The PROSPER, SEAS and the HPS study, however, do not address whether or not a very low cholesterol itself is associated with an increase in the rate of new cancer. The studies quantitate cancer occurrence and its relationship to statin use in general. Past epidemiologic studies have associated low cholesterol levels with elevated cancer risk (D Jacobs, H Blackburn, M Higgins. Report of the Conference on low Blood Cholesterol: Mortality Associations. Circulation; 86:1992, 1046-1060.) Thus, it may actually be that low cholesterol levels themselves, not necessarily stain use, are associated with cancer. Does cancer cause a drop in cholesterol levels or does too low a cholesterol level make someone more prone to a cancer. These are questions that still need to be addressed.
Brain Food:
Greater than half of our brain’s chemistry is made up of fats. If that fat supply is diminished, theoretically, cognitive function may suffer. Cholesterol helps insulate the nervous system by supporting what is referred to as the myelin sheath which lines the nerve cells. A healthy myelin sheath allows for neurologic impulses to be carried efficiently from one part of the body to another. Cholesterol is also required for the formation of synapses, which are spaces between nerve cells through which information is conducted. The bottom line is that your brain needs cholesterol in order to be able to pass information from cell to cell and thus function effectively.

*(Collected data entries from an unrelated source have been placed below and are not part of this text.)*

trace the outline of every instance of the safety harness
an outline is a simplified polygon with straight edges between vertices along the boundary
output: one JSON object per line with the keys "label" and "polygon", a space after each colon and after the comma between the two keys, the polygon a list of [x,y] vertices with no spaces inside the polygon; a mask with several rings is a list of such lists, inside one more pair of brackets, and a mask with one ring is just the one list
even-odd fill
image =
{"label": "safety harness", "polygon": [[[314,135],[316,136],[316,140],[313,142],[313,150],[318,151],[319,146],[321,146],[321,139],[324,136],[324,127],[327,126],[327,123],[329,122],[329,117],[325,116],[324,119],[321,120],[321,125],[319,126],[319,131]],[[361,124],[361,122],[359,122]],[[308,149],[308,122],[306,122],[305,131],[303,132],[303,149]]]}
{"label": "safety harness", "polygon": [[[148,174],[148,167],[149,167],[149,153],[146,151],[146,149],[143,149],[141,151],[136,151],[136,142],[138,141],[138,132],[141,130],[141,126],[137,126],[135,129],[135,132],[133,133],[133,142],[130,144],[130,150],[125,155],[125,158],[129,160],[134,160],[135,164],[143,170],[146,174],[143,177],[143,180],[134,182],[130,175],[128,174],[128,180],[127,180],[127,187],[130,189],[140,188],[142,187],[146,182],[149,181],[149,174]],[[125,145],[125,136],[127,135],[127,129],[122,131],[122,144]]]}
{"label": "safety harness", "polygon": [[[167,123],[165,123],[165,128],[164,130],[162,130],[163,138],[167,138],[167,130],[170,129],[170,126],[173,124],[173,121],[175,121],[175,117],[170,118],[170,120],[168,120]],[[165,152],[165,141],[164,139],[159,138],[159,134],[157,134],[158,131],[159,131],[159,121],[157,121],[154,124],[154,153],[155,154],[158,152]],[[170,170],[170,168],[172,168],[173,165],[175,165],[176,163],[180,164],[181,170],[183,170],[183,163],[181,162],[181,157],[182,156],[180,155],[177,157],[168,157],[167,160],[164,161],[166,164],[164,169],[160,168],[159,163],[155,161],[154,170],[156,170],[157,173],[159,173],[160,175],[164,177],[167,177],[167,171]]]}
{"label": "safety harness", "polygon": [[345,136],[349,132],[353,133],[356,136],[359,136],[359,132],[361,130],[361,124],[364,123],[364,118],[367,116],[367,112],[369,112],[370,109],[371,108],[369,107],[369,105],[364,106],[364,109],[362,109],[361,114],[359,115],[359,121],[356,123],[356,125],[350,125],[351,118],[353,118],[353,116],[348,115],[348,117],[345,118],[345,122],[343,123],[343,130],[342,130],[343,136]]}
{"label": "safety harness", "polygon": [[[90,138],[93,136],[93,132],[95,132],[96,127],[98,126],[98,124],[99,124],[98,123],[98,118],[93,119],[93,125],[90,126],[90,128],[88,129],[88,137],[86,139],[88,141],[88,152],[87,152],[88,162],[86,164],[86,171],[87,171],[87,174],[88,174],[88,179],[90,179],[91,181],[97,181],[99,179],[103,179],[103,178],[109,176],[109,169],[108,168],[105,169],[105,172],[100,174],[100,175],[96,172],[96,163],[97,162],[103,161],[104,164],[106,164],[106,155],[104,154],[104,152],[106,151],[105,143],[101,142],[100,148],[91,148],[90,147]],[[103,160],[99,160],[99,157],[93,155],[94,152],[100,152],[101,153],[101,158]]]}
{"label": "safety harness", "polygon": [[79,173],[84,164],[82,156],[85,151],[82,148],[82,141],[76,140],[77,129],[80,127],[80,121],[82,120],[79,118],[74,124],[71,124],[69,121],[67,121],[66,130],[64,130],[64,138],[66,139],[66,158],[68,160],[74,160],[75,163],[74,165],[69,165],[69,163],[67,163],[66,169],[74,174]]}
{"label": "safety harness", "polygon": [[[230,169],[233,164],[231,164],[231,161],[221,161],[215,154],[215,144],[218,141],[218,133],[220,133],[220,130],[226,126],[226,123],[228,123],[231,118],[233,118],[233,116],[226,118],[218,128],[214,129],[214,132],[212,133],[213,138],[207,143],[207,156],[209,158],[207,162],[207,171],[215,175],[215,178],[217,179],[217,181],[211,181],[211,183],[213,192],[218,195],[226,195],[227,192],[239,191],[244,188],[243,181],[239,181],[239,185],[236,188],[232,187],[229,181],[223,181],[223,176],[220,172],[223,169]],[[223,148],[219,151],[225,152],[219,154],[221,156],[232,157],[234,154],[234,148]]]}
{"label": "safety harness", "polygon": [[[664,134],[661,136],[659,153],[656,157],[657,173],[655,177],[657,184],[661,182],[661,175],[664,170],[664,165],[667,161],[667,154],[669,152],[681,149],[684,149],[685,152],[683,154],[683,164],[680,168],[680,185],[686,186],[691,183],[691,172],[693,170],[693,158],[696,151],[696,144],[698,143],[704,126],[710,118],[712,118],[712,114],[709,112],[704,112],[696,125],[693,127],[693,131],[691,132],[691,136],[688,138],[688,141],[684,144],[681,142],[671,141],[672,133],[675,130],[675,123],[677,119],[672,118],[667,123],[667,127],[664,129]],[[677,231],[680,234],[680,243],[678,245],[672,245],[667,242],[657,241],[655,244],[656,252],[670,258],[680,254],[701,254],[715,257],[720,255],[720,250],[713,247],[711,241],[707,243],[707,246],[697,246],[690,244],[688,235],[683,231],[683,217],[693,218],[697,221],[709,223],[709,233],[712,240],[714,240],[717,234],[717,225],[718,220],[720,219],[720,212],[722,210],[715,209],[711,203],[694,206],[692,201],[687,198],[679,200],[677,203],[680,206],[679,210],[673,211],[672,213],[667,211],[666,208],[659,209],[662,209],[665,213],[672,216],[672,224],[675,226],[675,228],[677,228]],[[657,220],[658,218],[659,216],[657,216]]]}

If the myelin sheath is disrupted, there can be a decrease in the nerve conduction velocity, or the time it takes for a thought or other neurologic impulse to travel from one part of the body to another. Memory becomes an issue if cholesterol reaches a nadir. Some studies point to a deterioration of memory when cholesterols levels plummet post statin use. Whether or not there is a correlation between actual statin use and cognition irrespective of cholesterol levels still needs to be determined. This is further evidence that elderly patients need to take a more conservative approach to statin dosing.
Other side effects may include malaise, abdominal discomfort, numbness and tingling, rash, diarrhea, constipation, joint aches, and thinking ability. There have been some controversial associations between statin use and congestive heart failure possible via the mechanism of action of coenzyme Q 10 depletion.